I worry that in the process of transferring some of the weight of space-making for Black womxn from students to administration, there is the risk of experiences losing their charm. That they will have a plasticky, manufactured aura to them instead of an organic feel — like the difference between a pre-packaged tortilla and a freshly cooked one. We need Black womxn hired who are deeply in tune with the emotional and cultural production of Black womxn everywhere. A Black tastemaker in higher education.
Until our administration finds Black womxn who can dream the way we do — who can curate raw experiences that draw tears — I feel the burden to keep our programming and initiatives in our safe hands. This is a charge to the administration to both bring high caliber Black womxn to NYUAD and to let Black womxn students “read” them before joining our cause. I want to see us reach a point where Black female students can rest and trust that we are taken care of by this institution, but I will not rest peacefully knowing that administration would hire someone who cannot do it as well as we can.
My Love for Black Womxn Alone Cannot Bridge the Gap
I constantly remind myself and our team that even if we lose every other skill needed to run AZIZA, as long as we have a profound love for Black womxn, we will prevail. I feel secure in that. While I did not enroll in this university with a clause stating it would be my full-time job to make space for Black womxn, I feel spiritually guided toward this cause. But I cannot be the only one who loves us.

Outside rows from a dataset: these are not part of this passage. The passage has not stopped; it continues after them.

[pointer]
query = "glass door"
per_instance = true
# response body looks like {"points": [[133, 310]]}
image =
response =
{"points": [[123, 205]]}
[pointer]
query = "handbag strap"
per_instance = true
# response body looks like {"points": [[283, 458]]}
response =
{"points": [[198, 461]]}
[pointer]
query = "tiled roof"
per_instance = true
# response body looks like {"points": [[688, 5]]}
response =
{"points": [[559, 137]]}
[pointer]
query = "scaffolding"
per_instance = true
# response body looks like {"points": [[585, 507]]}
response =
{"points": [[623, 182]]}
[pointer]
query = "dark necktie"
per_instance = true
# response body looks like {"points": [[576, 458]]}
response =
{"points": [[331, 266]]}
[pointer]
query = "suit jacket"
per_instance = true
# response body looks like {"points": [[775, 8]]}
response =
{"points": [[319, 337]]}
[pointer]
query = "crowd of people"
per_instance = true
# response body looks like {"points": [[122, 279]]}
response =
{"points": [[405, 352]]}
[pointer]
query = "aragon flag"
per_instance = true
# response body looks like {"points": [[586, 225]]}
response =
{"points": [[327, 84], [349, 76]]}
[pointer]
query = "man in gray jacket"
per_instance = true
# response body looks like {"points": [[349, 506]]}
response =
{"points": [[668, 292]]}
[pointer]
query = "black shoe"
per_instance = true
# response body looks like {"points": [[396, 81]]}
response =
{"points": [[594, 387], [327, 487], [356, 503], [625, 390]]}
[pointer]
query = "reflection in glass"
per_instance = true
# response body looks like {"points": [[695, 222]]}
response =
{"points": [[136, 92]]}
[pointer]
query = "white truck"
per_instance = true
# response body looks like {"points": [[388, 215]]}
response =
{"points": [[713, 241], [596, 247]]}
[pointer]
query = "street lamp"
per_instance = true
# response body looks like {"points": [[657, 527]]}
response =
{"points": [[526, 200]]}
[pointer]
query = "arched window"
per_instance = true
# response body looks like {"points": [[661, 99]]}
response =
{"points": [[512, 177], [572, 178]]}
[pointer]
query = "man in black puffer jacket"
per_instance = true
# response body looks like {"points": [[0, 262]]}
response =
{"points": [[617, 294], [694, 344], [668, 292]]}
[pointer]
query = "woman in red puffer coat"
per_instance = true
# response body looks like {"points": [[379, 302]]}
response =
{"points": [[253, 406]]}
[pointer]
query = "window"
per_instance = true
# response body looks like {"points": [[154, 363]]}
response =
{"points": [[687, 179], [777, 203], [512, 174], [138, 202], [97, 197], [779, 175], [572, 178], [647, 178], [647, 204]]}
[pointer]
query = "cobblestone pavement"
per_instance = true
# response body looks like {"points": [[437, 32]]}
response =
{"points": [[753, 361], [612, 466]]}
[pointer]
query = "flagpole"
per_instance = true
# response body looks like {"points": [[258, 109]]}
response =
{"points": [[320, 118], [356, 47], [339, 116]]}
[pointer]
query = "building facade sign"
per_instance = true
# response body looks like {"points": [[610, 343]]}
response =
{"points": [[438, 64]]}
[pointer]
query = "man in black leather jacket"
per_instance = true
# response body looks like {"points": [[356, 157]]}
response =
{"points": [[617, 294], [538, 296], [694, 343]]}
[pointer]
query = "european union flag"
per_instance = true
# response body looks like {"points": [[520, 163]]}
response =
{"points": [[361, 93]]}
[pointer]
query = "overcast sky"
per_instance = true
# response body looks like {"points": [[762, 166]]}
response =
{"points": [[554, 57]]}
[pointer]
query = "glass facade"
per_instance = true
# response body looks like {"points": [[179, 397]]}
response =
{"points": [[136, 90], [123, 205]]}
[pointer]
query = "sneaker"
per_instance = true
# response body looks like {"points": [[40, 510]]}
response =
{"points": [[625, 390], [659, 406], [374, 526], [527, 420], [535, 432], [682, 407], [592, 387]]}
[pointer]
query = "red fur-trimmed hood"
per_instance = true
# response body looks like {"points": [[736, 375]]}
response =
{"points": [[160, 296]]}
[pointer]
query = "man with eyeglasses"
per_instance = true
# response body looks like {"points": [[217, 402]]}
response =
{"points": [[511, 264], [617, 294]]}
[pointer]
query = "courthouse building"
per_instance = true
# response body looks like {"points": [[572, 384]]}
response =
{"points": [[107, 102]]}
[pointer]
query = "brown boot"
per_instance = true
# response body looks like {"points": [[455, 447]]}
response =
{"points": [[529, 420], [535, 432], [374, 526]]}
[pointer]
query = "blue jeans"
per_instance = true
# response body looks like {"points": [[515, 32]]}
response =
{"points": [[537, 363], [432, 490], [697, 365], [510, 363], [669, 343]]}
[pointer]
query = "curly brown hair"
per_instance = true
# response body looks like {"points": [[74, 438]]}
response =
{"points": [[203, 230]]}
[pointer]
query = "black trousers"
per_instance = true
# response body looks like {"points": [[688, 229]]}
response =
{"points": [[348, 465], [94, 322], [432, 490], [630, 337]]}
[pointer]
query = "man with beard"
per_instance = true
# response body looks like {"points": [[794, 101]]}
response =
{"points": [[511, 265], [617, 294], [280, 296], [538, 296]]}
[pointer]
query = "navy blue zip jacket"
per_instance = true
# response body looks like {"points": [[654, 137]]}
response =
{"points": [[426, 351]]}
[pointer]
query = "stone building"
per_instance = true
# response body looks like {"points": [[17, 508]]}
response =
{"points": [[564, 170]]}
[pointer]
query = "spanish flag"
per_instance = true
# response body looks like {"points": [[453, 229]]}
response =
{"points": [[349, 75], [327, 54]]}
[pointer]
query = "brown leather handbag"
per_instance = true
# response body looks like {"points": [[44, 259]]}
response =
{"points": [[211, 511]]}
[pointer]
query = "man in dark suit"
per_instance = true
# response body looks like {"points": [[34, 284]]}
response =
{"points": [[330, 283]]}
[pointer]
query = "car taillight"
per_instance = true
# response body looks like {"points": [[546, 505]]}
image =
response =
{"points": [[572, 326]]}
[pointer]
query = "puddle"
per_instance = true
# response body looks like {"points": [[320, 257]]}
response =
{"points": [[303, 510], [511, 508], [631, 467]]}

The idea of Black womxn not feeling my love bothers me because the alternative for us is abandonment. My fear of letting down the Black womxn at NYUAD keeps me awake at night — and in some ways keeps me disciplined about working.
But why do I hold this fear? Why do our faculty and administration not hold this fear? What lets them sleep peacefully at night while I do not?
The burden of making room for Black womxn on this campus cannot be absolutely ours to bear as students. I cannot continue to operate in this constant dance of a calling, pressure, burnout, and Olympic weight lifting of institutional responsibilities.
I challenge our administration to prove that their commitment to the Black student body does not end with the international outcry about Black Lives Matter; that our words and actions will not mean less than they do right now. I challenge the administration to invest in a fleet of trusted Black staff and faculty members who combat institutional abandonment with a radical focus on us. I challenge the administration and faculty to love Black womxn as boldly as I do.
We need you to pick up some of the load, because no amount of student organizing can ever bridge the gap you leave.